Surfer Blood are, much in the vein of a Superchunk or an Archers of Loaf, the quintessential hard-touring, guitar-wielding, fuzz-loving, old school indie rock group. Their existence is a glorious, throwback middle finger to the laptop obsessives that seem to be forming chillwave groups every thirty seconds or so. The Florida-natives debut release, Astro Coast, won not only the heart of Sun News Editor Peter Jacobs but the ears of champions of Weezer-influenced, crunchy power-pop everywhere. The boys toured relentlessly and earned a reputation as a solid, energetic live act and spawned a memorably chaotic video for their signature hit, “Swim.”

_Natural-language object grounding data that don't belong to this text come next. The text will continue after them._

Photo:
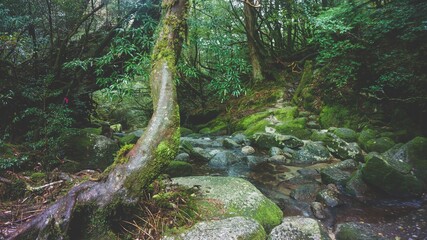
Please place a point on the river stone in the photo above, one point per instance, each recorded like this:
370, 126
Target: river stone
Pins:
184, 157
200, 154
276, 151
230, 196
248, 150
229, 143
179, 169
328, 197
413, 152
318, 210
299, 228
356, 187
392, 177
342, 149
268, 140
346, 134
305, 192
311, 153
223, 159
334, 175
380, 145
238, 228
355, 231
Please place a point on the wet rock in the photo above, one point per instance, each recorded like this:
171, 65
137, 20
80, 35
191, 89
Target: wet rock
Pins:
179, 169
348, 165
311, 153
230, 228
413, 152
305, 192
248, 150
346, 134
329, 197
334, 175
393, 177
230, 143
355, 231
279, 159
268, 140
240, 138
356, 187
223, 159
342, 149
299, 228
318, 210
276, 151
379, 145
184, 157
200, 154
229, 196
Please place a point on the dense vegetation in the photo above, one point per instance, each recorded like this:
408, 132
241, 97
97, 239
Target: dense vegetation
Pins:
69, 69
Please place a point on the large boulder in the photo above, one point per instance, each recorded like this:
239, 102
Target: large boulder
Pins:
311, 153
342, 149
393, 177
231, 228
414, 153
299, 228
228, 196
223, 159
268, 140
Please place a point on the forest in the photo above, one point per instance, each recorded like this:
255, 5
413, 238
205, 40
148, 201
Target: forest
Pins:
220, 119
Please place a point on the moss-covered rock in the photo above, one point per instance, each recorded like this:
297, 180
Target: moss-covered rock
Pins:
347, 134
365, 135
223, 197
392, 177
231, 228
299, 228
268, 140
380, 145
179, 169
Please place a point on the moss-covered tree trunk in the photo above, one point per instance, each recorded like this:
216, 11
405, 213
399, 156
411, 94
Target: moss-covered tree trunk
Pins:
252, 36
123, 185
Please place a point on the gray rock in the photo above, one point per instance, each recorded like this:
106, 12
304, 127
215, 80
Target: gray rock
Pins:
237, 228
223, 159
248, 150
355, 231
305, 192
279, 159
318, 210
268, 140
311, 153
342, 149
229, 196
328, 197
276, 151
299, 228
200, 154
184, 157
346, 134
230, 143
334, 175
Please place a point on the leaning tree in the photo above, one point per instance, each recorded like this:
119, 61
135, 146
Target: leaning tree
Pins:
123, 185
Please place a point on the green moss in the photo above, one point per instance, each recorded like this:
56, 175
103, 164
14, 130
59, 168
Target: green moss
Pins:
38, 177
179, 169
164, 153
337, 116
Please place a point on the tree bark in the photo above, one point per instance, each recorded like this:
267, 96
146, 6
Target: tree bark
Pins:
124, 183
253, 39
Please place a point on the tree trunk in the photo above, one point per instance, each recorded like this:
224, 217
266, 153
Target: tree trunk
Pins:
94, 202
253, 39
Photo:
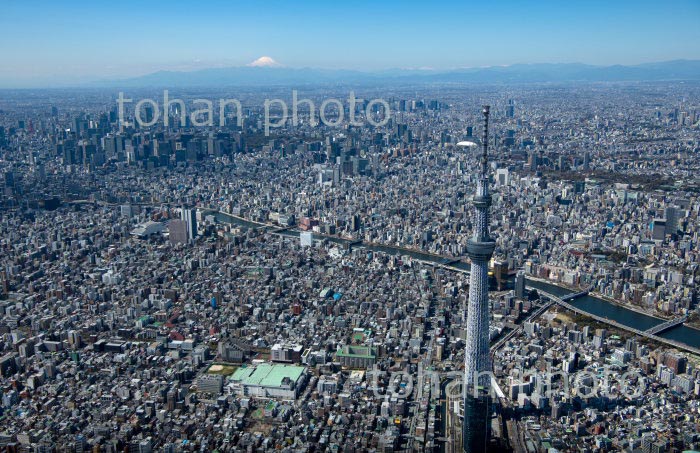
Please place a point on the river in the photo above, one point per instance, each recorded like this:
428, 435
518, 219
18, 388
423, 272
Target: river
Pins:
589, 304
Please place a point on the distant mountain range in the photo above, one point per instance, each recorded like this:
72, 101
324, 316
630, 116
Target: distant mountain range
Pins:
518, 73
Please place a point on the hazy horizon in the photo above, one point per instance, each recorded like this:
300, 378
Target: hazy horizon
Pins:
77, 42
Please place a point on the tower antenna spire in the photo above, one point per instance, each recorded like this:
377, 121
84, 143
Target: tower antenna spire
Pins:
485, 142
477, 363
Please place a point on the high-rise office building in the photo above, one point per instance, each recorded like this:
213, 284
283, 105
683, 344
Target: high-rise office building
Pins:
189, 216
477, 362
520, 285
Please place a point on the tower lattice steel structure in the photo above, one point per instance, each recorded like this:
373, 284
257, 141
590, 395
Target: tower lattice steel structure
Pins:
477, 362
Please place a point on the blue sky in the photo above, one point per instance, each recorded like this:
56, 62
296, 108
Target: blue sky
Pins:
80, 40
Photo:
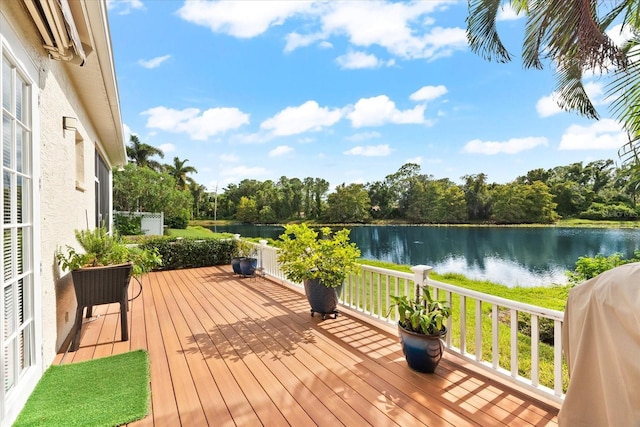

Tarot Classics, being Surfer Blood’s follow-up E.P., is their chance to feel out the water before they put together their sophomore release. And, from the onset, you recognize that they’re using the same ingredients that made Astro Coast such a delightful souffle: straightforward melodies, harmonized guitar lines, watery reverb and John Paul Pitts’ earnest voice. Opener “I’m Not Ready” is a sweet pop tune with a tuneful little surf-rock coda at the end and plenty of opportunities to enjoy Pitts’ “strained voice,” which is an always charming departure from his schoolboy croon. Second track “Miranda” opens ebulliently and features subtle vocal harmonies, a glockenspiel and a fakeout of a slow section following the ass-kicking chorus.
“Voyager Reprise” is a prime example of Surfer Blood’s songwriting maturity and expanding sonic pallette. The intro riffs pile atop each other in a style that’s almost blink-182-esque, but they let them repeat and slowly add auxiliary sounds until you can’t take the suspense anymore and then — and just then — do they launch into the central drum groove and the eventual rest of the song, which includes a cool token synth solo, a harmonica and a one-guitar take on the “Reptilia” rhythm riff. “Drinking Problem” is the mellow finale, featuring call and response, tropical rhythms and, frankly, the least awesome song on the record.
Regardless, this is a strong follow-up that presents a more refined and polished Surfer Blood. They still have the songwriting chops to write addictive melodies that worm into your very cortex, and, best of all, they adhere to the the old adage of “Keep It Simple, Stupid.” Aspiring musicians, this is both an excellent and terrible record to listen to. While every song is delectable, they’ll leave you wondering: “Why the hell didn’t I write that?” Don’t be jealous; just get dancing.